Hacker News new | ask | show | jobs
by AdmiralAsshat 462 days ago
Reminds me of a similar story about Blast Corps, specifically how they implemented logic to correctly display apparent retrograde motion vis-a-vis the orbit of Venus from the perspective of Earth...all just for what basically amounts to a background animation. [0]

[0] https://www.youtube.com/watch?v=FZ6eNJi02Qk

3 comments

This is one of those things where it's like if you have to program them to move, it's probably just easiest to program it to be somewhat faithful instead of making up some other values.
Someone in the YouTube comments claims he was an intern at rare at the time and he was responsible for this. Who knows, they could be lying.
To me it feels like one of those escapades we go on when we want to focus on doing some "fun" work.
Isn't this just... they made the planets have the correct orbit times, and retrograde motion just drops out from that?
Yeah, it's impressive that they bothered to animate them with the correct ratio of periods, but it's not like they had to add epicycles.
When I took the sophomore-level Computer Graphics class as an undergrad in 2001, the final project was to build a solar system simulator in OpenGL. It didn't have to be especially faithful (all orbits perfectly round, don't care about starting positions, etc). The most complicated part was implementing a view from a planet's surface which would rotate at the proper rate for the given planet. This was not a difficult assignment (for me, can't say anything about my classmates!).
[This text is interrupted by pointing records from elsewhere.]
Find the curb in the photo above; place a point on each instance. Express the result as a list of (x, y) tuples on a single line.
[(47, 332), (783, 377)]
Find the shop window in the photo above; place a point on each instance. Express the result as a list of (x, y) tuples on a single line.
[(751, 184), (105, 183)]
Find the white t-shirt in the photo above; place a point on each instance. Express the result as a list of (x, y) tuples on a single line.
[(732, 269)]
Making it marginally more accurate for a real product would only have been a bit more effort.

Saty?
I don't know who that is... I went to Kent State.
Well that's ANOTHER oddball, semi-forgotten, great game!
Nintendo and Rare (as "Xbox Game Studios") figured out how to work together, and as of Feb 2024, you can play Blast Corps on the Nintendo Switch Online Expansion Pack (along with a bunch of other Rare games)
It's also on Xbox via Rare Replay. And you get to keep it.